Joint Bone Spine. 2024 Feb 1;91(4):105699. doi: 10.1016/j.jbspin.2024.105699. Online ahead of print.

Abstract

Objective: To assist the development of future treatments in systemic sclerosis (SSc), the development of reliable outcome measures is pivotal. We aimed to evaluate the use of high-resolution peripheral quantitative CT (HR-pQCT) for visualization and gradation of acro-osteolysis (AO) and calcinosis compared to conventional hand radiographs (CR) in patients with SSc.

Methods: HR-pQCT scans of the 2nd to 4th fingers, CR, nail fold capillaroscopy, and a clinical examination were conducted. Images were reviewed for the presence and degree of AO and calcinosis according to semiquantitative grading scales.

Results: Forty patients were included. Fourteen had AO according to CR, whereas HR-pQCT revealed AO in 18 patients. The sensitivity and specificity of classifying patients as having AO by HR-pQCT when CR was used as reference were 93% (95% CI: 66-99%) and 80% (95% CI: 59-93%), respectively. By CR and with HR-pQCT as reference, the sensitivity and specificity were 72% (95% CI: 47-90%) and 95% (95% CI: 76-99%). Patients with AO had more or larger calcifications than patients without AO according to the proposed HR-pQCT grading system, with a median grade of 2 (IQR: 1-3) versus 0 (IQR: 0-1) (P<0.01). Grade 3 changes were observed exclusively in patients with AO (n=6/14, 42.9%). Assessment of AO and calcinosis by HR-pQCT demonstrated moderate to excellent test-retest reliability.
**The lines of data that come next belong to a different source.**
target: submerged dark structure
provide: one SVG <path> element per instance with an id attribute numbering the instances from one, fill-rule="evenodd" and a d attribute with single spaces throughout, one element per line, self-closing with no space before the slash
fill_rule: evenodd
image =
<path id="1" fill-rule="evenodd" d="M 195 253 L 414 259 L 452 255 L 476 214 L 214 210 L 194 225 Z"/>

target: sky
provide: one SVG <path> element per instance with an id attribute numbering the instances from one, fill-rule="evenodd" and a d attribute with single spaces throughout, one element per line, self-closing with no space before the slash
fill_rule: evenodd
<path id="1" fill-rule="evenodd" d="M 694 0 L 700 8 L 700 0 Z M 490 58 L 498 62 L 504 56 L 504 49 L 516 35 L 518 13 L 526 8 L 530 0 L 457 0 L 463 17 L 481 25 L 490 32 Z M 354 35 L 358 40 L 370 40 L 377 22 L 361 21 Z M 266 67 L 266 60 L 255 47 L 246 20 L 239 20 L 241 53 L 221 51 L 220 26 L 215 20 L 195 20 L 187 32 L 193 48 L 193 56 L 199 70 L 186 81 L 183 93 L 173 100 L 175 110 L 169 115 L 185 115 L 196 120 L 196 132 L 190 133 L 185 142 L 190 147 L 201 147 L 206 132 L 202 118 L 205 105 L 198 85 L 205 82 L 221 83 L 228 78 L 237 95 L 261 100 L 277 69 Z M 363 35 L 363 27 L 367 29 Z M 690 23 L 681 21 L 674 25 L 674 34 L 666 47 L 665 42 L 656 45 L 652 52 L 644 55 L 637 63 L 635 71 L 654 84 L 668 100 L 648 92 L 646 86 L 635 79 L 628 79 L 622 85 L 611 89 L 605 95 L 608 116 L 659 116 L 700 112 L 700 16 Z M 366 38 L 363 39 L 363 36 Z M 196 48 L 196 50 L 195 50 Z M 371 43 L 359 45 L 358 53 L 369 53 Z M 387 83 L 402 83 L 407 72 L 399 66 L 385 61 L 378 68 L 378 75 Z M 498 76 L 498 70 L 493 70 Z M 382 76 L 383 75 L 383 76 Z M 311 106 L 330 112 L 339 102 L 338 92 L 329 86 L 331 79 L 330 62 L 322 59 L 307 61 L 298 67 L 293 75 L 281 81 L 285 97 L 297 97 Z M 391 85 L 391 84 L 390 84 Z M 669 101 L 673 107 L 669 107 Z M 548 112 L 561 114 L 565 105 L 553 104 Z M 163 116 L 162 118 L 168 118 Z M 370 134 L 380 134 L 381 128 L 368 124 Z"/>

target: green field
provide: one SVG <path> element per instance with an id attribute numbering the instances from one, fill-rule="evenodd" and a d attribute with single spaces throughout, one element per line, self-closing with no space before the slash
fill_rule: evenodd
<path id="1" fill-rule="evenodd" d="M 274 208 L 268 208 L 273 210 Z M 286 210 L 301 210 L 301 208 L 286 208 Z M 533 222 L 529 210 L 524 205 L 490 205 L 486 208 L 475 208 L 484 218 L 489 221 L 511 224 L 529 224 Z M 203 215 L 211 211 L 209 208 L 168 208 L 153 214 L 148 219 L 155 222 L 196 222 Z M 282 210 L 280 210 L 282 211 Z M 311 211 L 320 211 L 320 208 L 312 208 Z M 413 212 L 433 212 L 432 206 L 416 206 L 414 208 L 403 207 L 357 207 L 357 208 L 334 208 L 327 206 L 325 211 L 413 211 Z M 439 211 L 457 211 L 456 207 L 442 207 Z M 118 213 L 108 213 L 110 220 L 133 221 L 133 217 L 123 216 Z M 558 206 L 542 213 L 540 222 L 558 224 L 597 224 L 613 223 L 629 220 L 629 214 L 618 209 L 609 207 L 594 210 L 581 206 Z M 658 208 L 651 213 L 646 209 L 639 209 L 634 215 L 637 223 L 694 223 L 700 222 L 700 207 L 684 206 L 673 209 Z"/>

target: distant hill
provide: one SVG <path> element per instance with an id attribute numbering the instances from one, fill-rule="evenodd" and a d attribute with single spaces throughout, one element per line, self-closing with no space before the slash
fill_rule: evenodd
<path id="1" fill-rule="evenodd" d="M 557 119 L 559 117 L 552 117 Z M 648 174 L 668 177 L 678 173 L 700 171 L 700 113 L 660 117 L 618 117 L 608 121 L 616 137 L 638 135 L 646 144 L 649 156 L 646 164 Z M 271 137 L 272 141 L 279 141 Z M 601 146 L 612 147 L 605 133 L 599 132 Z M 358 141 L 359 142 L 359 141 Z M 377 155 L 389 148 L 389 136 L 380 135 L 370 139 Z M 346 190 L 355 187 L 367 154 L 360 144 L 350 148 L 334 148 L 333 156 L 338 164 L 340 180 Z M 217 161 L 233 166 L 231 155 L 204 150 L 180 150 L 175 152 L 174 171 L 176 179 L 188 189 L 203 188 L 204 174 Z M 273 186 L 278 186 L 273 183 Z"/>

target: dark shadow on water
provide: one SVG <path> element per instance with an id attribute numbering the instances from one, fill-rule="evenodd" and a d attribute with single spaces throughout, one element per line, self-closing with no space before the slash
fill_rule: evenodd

Conclusion: HR-pQCT allowed precise and reliable classification and grading of acro-osteolysis and acral calcinosis. The modality could prove helpful for detecting and monitoring these lesions as well as facilitating early diagnosis and guide treatment of these patients.

Keywords: Acroosteolysis; Calcinosis; Capillaroscopy; HR-pQCT; Scleroderma; Systemic sclerosis.